While tritium's radioactivity discourages use in spectroscopy, tritium is essential for nuclear weapons. Scientists began understanding nuclear energy as early as the 1800s, but large advancements were made in studies of the atomic bomb in the early 1940s. Wartime research, especially the Manhattan Project, greatly advanced the understanding of radioactivity. ³H is a byproduct in reactors, a result of hitting lithium-6 with neutrons, producing almost 5 MeV of energy.

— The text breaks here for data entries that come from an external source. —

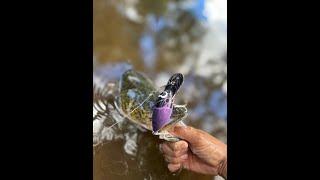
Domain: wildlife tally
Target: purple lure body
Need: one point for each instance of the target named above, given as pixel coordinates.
(161, 117)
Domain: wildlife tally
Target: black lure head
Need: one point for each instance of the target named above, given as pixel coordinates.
(170, 90)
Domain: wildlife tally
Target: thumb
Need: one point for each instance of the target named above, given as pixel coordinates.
(187, 133)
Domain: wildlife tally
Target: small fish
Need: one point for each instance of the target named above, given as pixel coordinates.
(164, 105)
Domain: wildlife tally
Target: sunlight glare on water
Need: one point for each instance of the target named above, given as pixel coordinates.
(158, 39)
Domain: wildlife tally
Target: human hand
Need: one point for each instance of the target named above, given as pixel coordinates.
(198, 151)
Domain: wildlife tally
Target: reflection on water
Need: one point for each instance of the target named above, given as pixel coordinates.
(158, 38)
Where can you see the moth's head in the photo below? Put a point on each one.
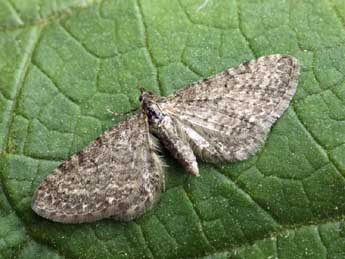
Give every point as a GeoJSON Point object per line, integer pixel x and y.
{"type": "Point", "coordinates": [145, 96]}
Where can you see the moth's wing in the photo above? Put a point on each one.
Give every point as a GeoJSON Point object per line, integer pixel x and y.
{"type": "Point", "coordinates": [227, 116]}
{"type": "Point", "coordinates": [118, 175]}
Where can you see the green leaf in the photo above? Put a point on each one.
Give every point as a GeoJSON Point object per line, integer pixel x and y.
{"type": "Point", "coordinates": [63, 63]}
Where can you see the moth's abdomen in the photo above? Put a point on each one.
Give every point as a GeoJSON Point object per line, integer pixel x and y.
{"type": "Point", "coordinates": [173, 138]}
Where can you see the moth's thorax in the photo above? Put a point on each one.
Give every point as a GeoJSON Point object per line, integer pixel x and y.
{"type": "Point", "coordinates": [151, 109]}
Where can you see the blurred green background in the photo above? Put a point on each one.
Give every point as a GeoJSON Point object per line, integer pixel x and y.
{"type": "Point", "coordinates": [64, 62]}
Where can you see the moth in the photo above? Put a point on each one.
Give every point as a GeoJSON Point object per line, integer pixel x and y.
{"type": "Point", "coordinates": [225, 117]}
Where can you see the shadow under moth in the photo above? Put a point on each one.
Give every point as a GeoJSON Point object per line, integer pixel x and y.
{"type": "Point", "coordinates": [225, 117]}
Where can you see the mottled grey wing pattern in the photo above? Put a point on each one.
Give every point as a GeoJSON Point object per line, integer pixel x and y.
{"type": "Point", "coordinates": [118, 175]}
{"type": "Point", "coordinates": [227, 116]}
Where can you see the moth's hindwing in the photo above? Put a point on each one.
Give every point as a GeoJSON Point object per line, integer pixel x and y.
{"type": "Point", "coordinates": [227, 116]}
{"type": "Point", "coordinates": [118, 175]}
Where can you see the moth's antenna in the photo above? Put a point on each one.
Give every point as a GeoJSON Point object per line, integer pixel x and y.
{"type": "Point", "coordinates": [118, 114]}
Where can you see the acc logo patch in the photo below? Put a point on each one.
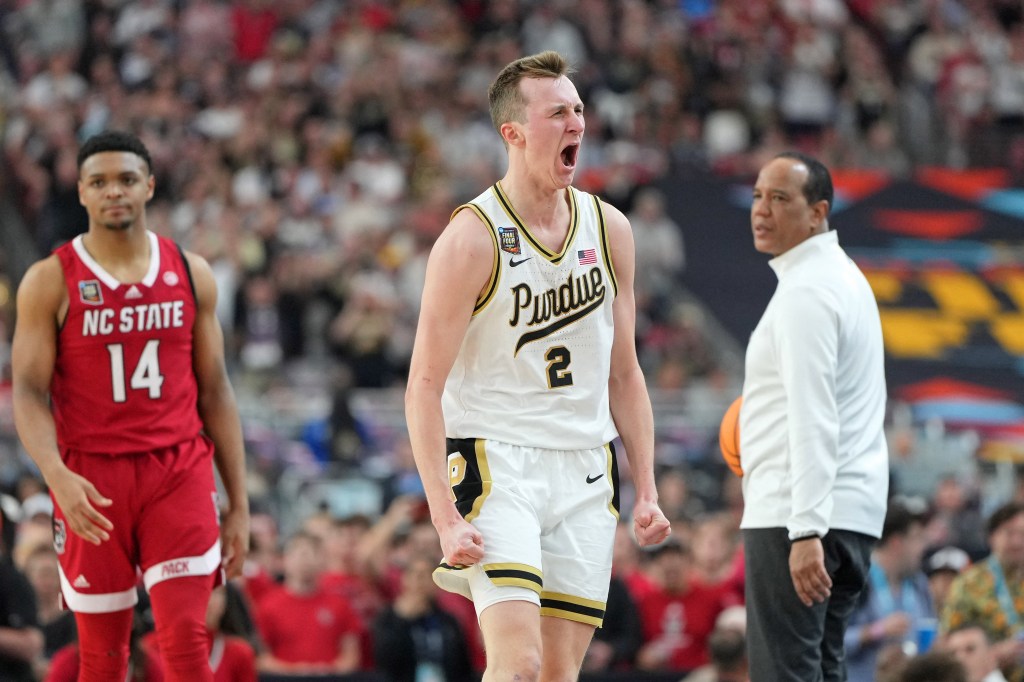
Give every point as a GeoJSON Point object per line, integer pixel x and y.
{"type": "Point", "coordinates": [509, 238]}
{"type": "Point", "coordinates": [90, 292]}
{"type": "Point", "coordinates": [59, 536]}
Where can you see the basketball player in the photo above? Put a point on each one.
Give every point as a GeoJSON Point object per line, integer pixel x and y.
{"type": "Point", "coordinates": [524, 359]}
{"type": "Point", "coordinates": [122, 399]}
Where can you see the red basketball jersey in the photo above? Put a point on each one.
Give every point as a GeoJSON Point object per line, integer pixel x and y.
{"type": "Point", "coordinates": [123, 381]}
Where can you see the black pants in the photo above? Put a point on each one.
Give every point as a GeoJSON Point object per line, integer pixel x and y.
{"type": "Point", "coordinates": [785, 640]}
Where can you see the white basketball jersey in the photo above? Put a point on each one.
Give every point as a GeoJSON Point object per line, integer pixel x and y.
{"type": "Point", "coordinates": [534, 366]}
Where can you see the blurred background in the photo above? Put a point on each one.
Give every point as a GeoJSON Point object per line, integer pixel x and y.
{"type": "Point", "coordinates": [313, 150]}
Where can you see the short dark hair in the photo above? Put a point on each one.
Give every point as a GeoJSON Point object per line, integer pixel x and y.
{"type": "Point", "coordinates": [818, 185]}
{"type": "Point", "coordinates": [971, 625]}
{"type": "Point", "coordinates": [114, 140]}
{"type": "Point", "coordinates": [899, 519]}
{"type": "Point", "coordinates": [1003, 515]}
{"type": "Point", "coordinates": [727, 648]}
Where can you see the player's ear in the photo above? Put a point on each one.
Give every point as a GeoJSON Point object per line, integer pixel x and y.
{"type": "Point", "coordinates": [512, 133]}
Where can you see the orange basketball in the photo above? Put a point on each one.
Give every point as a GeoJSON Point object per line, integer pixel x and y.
{"type": "Point", "coordinates": [728, 436]}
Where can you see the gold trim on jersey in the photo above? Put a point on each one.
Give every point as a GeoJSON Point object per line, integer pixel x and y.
{"type": "Point", "coordinates": [572, 608]}
{"type": "Point", "coordinates": [602, 227]}
{"type": "Point", "coordinates": [515, 574]}
{"type": "Point", "coordinates": [550, 255]}
{"type": "Point", "coordinates": [496, 266]}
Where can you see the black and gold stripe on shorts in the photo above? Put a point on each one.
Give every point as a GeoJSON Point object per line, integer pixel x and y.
{"type": "Point", "coordinates": [473, 483]}
{"type": "Point", "coordinates": [572, 608]}
{"type": "Point", "coordinates": [515, 574]}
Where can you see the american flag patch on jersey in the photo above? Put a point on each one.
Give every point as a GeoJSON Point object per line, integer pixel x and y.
{"type": "Point", "coordinates": [90, 292]}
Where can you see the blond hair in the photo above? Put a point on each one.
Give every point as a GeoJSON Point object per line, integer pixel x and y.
{"type": "Point", "coordinates": [504, 95]}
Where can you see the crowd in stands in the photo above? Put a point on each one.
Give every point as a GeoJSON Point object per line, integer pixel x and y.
{"type": "Point", "coordinates": [312, 150]}
{"type": "Point", "coordinates": [340, 595]}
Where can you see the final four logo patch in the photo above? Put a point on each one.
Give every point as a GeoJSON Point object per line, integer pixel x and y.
{"type": "Point", "coordinates": [509, 237]}
{"type": "Point", "coordinates": [90, 292]}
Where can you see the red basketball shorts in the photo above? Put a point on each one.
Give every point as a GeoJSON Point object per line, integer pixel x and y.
{"type": "Point", "coordinates": [165, 524]}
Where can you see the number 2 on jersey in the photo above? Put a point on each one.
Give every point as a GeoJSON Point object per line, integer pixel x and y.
{"type": "Point", "coordinates": [145, 377]}
{"type": "Point", "coordinates": [558, 361]}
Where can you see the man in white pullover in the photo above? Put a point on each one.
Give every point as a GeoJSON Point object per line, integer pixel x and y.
{"type": "Point", "coordinates": [813, 452]}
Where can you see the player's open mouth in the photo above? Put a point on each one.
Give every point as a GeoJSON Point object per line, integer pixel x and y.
{"type": "Point", "coordinates": [569, 156]}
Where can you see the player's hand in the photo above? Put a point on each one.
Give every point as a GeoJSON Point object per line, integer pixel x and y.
{"type": "Point", "coordinates": [807, 567]}
{"type": "Point", "coordinates": [78, 498]}
{"type": "Point", "coordinates": [462, 544]}
{"type": "Point", "coordinates": [235, 541]}
{"type": "Point", "coordinates": [649, 524]}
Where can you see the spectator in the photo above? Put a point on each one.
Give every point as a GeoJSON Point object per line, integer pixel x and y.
{"type": "Point", "coordinates": [679, 616]}
{"type": "Point", "coordinates": [727, 648]}
{"type": "Point", "coordinates": [942, 566]}
{"type": "Point", "coordinates": [971, 646]}
{"type": "Point", "coordinates": [306, 630]}
{"type": "Point", "coordinates": [718, 557]}
{"type": "Point", "coordinates": [415, 639]}
{"type": "Point", "coordinates": [660, 257]}
{"type": "Point", "coordinates": [20, 639]}
{"type": "Point", "coordinates": [991, 593]}
{"type": "Point", "coordinates": [896, 602]}
{"type": "Point", "coordinates": [934, 667]}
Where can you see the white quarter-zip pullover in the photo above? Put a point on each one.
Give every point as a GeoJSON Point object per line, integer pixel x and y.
{"type": "Point", "coordinates": [812, 443]}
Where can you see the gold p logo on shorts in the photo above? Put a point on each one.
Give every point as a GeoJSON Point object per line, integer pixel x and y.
{"type": "Point", "coordinates": [457, 469]}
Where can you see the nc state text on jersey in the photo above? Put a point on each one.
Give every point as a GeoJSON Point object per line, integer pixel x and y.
{"type": "Point", "coordinates": [143, 317]}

In boosted fission weapons a mix of ²H and ³H is heated until there is thermonuclear fusion to produce helium and free neutrons. These fast neutrons then cause further fission, creating "boosting". In 1951, in Operation Greenhouse, a prototype named George, validated the proof of concept for such a weapon. However, the first true boosted fission bomb, Greenhouse Item, was successfully tested in 1952, giving a 45.5-kiloton yield, nearly double that of an unboosted bomb. The United States stopped producing tritium in nuclear reactors in 1988, but nuclear tests in the 1950s added large spikes of radionuclides to the air, especially carbon-14 and ³H. This complicated measurements for geologists using carbon dating. However, some oceanographers benefited from the ³H increase, using the signal in the water to trace physical mixing of water masses.

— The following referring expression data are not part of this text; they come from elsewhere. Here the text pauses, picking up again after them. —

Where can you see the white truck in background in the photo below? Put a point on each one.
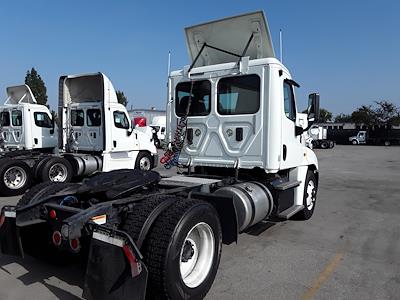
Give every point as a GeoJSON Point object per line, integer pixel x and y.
{"type": "Point", "coordinates": [24, 124]}
{"type": "Point", "coordinates": [318, 134]}
{"type": "Point", "coordinates": [95, 135]}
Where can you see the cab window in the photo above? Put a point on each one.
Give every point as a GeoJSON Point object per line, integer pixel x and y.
{"type": "Point", "coordinates": [77, 117]}
{"type": "Point", "coordinates": [5, 118]}
{"type": "Point", "coordinates": [16, 117]}
{"type": "Point", "coordinates": [289, 104]}
{"type": "Point", "coordinates": [93, 117]}
{"type": "Point", "coordinates": [42, 119]}
{"type": "Point", "coordinates": [239, 95]}
{"type": "Point", "coordinates": [120, 120]}
{"type": "Point", "coordinates": [199, 94]}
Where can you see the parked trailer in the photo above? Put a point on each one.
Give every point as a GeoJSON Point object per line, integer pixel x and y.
{"type": "Point", "coordinates": [95, 135]}
{"type": "Point", "coordinates": [318, 134]}
{"type": "Point", "coordinates": [153, 237]}
{"type": "Point", "coordinates": [377, 136]}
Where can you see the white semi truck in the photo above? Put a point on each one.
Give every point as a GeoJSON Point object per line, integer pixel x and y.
{"type": "Point", "coordinates": [24, 124]}
{"type": "Point", "coordinates": [95, 136]}
{"type": "Point", "coordinates": [232, 122]}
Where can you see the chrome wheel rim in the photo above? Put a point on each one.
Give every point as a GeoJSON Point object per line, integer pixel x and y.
{"type": "Point", "coordinates": [58, 172]}
{"type": "Point", "coordinates": [310, 200]}
{"type": "Point", "coordinates": [15, 178]}
{"type": "Point", "coordinates": [197, 254]}
{"type": "Point", "coordinates": [145, 163]}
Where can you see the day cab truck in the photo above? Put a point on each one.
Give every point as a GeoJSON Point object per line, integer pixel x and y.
{"type": "Point", "coordinates": [232, 124]}
{"type": "Point", "coordinates": [24, 124]}
{"type": "Point", "coordinates": [95, 135]}
{"type": "Point", "coordinates": [382, 135]}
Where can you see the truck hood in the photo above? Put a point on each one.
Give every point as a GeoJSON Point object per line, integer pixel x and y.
{"type": "Point", "coordinates": [20, 94]}
{"type": "Point", "coordinates": [230, 34]}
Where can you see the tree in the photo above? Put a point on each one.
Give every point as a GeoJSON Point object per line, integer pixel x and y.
{"type": "Point", "coordinates": [324, 115]}
{"type": "Point", "coordinates": [35, 82]}
{"type": "Point", "coordinates": [364, 115]}
{"type": "Point", "coordinates": [343, 118]}
{"type": "Point", "coordinates": [122, 98]}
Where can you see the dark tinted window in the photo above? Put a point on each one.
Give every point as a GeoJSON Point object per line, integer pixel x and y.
{"type": "Point", "coordinates": [16, 117]}
{"type": "Point", "coordinates": [120, 120]}
{"type": "Point", "coordinates": [288, 98]}
{"type": "Point", "coordinates": [42, 119]}
{"type": "Point", "coordinates": [200, 94]}
{"type": "Point", "coordinates": [5, 118]}
{"type": "Point", "coordinates": [93, 117]}
{"type": "Point", "coordinates": [239, 95]}
{"type": "Point", "coordinates": [77, 117]}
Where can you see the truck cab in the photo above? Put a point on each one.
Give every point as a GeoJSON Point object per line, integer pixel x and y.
{"type": "Point", "coordinates": [360, 138]}
{"type": "Point", "coordinates": [26, 125]}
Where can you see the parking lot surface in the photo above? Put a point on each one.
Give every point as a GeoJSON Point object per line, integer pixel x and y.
{"type": "Point", "coordinates": [350, 249]}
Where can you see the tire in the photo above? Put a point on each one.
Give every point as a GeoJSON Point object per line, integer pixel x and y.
{"type": "Point", "coordinates": [324, 145]}
{"type": "Point", "coordinates": [15, 177]}
{"type": "Point", "coordinates": [55, 169]}
{"type": "Point", "coordinates": [144, 161]}
{"type": "Point", "coordinates": [308, 200]}
{"type": "Point", "coordinates": [170, 245]}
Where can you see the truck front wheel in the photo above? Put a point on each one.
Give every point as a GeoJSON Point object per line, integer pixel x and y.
{"type": "Point", "coordinates": [183, 250]}
{"type": "Point", "coordinates": [309, 197]}
{"type": "Point", "coordinates": [56, 169]}
{"type": "Point", "coordinates": [15, 177]}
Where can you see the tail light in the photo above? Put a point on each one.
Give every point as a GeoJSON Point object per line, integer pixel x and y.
{"type": "Point", "coordinates": [57, 239]}
{"type": "Point", "coordinates": [75, 245]}
{"type": "Point", "coordinates": [136, 267]}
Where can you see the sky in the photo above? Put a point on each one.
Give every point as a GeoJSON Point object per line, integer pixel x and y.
{"type": "Point", "coordinates": [348, 51]}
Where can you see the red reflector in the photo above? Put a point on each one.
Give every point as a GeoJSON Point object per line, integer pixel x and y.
{"type": "Point", "coordinates": [56, 238]}
{"type": "Point", "coordinates": [133, 262]}
{"type": "Point", "coordinates": [74, 244]}
{"type": "Point", "coordinates": [53, 214]}
{"type": "Point", "coordinates": [2, 219]}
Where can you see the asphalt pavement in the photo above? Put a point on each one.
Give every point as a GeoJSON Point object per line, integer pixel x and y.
{"type": "Point", "coordinates": [350, 249]}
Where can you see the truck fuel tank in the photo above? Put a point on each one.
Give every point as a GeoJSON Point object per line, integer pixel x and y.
{"type": "Point", "coordinates": [253, 202]}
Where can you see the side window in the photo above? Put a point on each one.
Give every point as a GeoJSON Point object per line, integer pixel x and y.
{"type": "Point", "coordinates": [5, 118]}
{"type": "Point", "coordinates": [289, 104]}
{"type": "Point", "coordinates": [77, 117]}
{"type": "Point", "coordinates": [200, 94]}
{"type": "Point", "coordinates": [93, 117]}
{"type": "Point", "coordinates": [239, 95]}
{"type": "Point", "coordinates": [16, 117]}
{"type": "Point", "coordinates": [120, 120]}
{"type": "Point", "coordinates": [42, 119]}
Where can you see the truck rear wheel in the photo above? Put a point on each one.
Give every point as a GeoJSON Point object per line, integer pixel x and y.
{"type": "Point", "coordinates": [309, 197]}
{"type": "Point", "coordinates": [15, 177]}
{"type": "Point", "coordinates": [56, 169]}
{"type": "Point", "coordinates": [182, 251]}
{"type": "Point", "coordinates": [144, 161]}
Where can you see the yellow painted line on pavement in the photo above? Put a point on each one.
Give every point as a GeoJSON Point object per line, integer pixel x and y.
{"type": "Point", "coordinates": [323, 276]}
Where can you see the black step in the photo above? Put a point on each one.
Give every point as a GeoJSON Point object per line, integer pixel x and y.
{"type": "Point", "coordinates": [291, 211]}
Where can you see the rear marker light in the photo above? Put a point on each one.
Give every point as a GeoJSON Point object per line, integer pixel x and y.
{"type": "Point", "coordinates": [57, 238]}
{"type": "Point", "coordinates": [53, 214]}
{"type": "Point", "coordinates": [136, 267]}
{"type": "Point", "coordinates": [2, 219]}
{"type": "Point", "coordinates": [75, 245]}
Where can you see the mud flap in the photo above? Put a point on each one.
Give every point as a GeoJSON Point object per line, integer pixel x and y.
{"type": "Point", "coordinates": [115, 269]}
{"type": "Point", "coordinates": [10, 240]}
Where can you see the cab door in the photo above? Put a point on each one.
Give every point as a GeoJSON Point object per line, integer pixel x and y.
{"type": "Point", "coordinates": [292, 150]}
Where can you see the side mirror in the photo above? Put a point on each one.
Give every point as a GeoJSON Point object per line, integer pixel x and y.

In biogeochemistry, scientists focused mainly on deuterium as a tracer for environmental processes, especially the water cycle. American geochemist Harmon Craig, once a graduate student of Urey, discovered the relationship between rainwater's hydrogen and oxygen isotope ratios. The linear correlation between the two heavy isotopes occurs worldwide and is called the global meteoric water line. By the late 1960s, the focus of hydrogen isotopes shifted away from water and toward organic molecules. Plants use water to form biomass, but a 1967 study by Zebrowski, Ponticorvo, and Rittenberg found that the organic material in plants had less ²H than the water source. Zebrowski's research measured the deuterium concentration of fatty acids and amino acids derived from sediments in the Mohole drilling project. Further studies by Bruce Smith and Samuel Epstein in 1970 confirmed the depletion of ²H in organics compared to environmental water. Another duo in 1970, Schiegl and Vogel, analyzed the HIC as water became biomass, as biomass became coal and oil, and as oil became natural gas. In each step they found ²H further depleted. A landmark paper in 1980 by Marilyn Epstep, now M. Fogel, and Thomas Hoering titled "Biogeochemistry of the stable hydrogen isotopes" refined the links between organic materials and sources.

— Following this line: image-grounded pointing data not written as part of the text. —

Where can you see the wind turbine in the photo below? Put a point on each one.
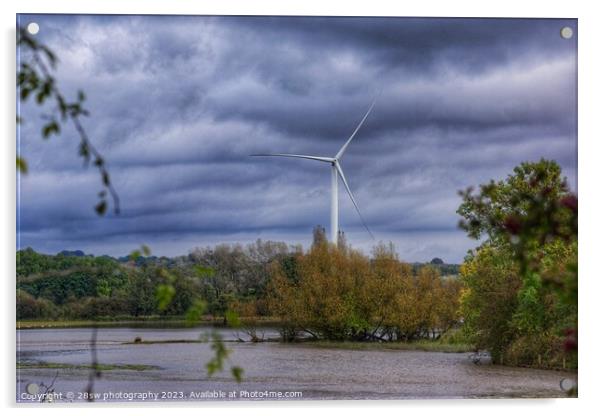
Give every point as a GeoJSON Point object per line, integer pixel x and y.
{"type": "Point", "coordinates": [336, 172]}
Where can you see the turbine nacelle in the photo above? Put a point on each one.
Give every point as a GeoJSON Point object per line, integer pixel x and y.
{"type": "Point", "coordinates": [337, 171]}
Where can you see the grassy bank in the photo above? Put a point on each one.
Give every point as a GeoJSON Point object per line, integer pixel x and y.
{"type": "Point", "coordinates": [140, 321]}
{"type": "Point", "coordinates": [101, 367]}
{"type": "Point", "coordinates": [422, 345]}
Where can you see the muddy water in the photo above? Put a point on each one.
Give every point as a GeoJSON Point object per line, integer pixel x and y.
{"type": "Point", "coordinates": [271, 370]}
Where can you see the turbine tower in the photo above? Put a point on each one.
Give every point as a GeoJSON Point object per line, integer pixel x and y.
{"type": "Point", "coordinates": [336, 172]}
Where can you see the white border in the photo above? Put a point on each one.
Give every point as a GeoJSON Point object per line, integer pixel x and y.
{"type": "Point", "coordinates": [590, 24]}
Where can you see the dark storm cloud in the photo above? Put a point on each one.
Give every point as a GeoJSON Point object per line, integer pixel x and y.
{"type": "Point", "coordinates": [179, 103]}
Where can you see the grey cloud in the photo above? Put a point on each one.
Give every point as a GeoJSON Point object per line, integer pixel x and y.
{"type": "Point", "coordinates": [179, 103]}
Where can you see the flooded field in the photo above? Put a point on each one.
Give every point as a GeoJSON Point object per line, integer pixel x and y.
{"type": "Point", "coordinates": [176, 371]}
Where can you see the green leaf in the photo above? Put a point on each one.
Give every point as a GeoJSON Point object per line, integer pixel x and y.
{"type": "Point", "coordinates": [164, 296]}
{"type": "Point", "coordinates": [101, 207]}
{"type": "Point", "coordinates": [202, 271]}
{"type": "Point", "coordinates": [134, 255]}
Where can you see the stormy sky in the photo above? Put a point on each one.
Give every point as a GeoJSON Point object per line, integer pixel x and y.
{"type": "Point", "coordinates": [179, 103]}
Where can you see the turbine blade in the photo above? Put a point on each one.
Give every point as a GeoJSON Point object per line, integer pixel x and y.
{"type": "Point", "coordinates": [318, 158]}
{"type": "Point", "coordinates": [342, 175]}
{"type": "Point", "coordinates": [340, 153]}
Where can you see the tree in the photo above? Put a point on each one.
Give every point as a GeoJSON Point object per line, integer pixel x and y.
{"type": "Point", "coordinates": [528, 258]}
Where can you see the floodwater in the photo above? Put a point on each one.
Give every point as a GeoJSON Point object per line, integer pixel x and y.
{"type": "Point", "coordinates": [272, 370]}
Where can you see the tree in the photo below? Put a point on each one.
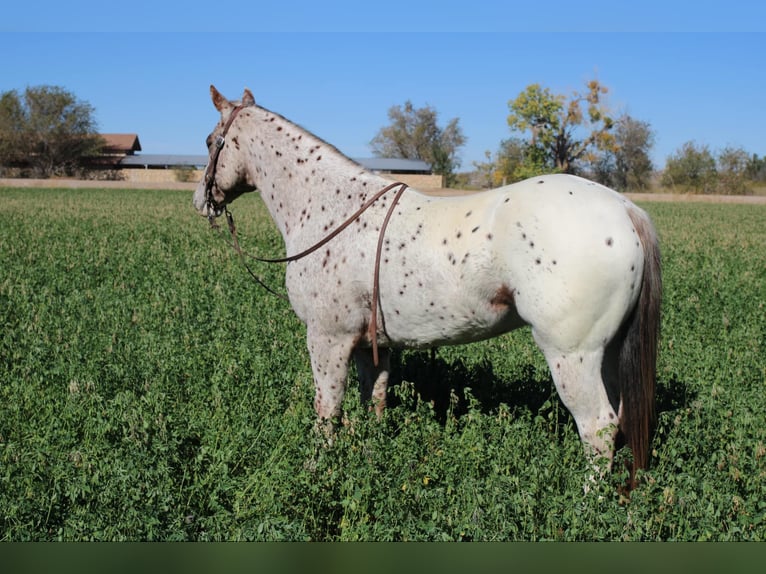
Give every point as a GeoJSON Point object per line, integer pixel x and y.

In this early stage of hydrogen stable isotope study, most isotope compositions or fractionations were reported as bulk measurements of all organic or all inorganic matter. Some exceptions include cellulose and methane, as these compounds are easily separated. Another advantage of methane for compound-specific measurements is the lack of hydrogen exchange. Cellulose has exchangeable hydrogen, but chemical derivatization can prevent swapping of cellulose hydrogen with water or mineral hydrogen sources. Cellulose and methane studies in the 1970s and 1980s set the standard for modern hydrogen isotope geochemistry.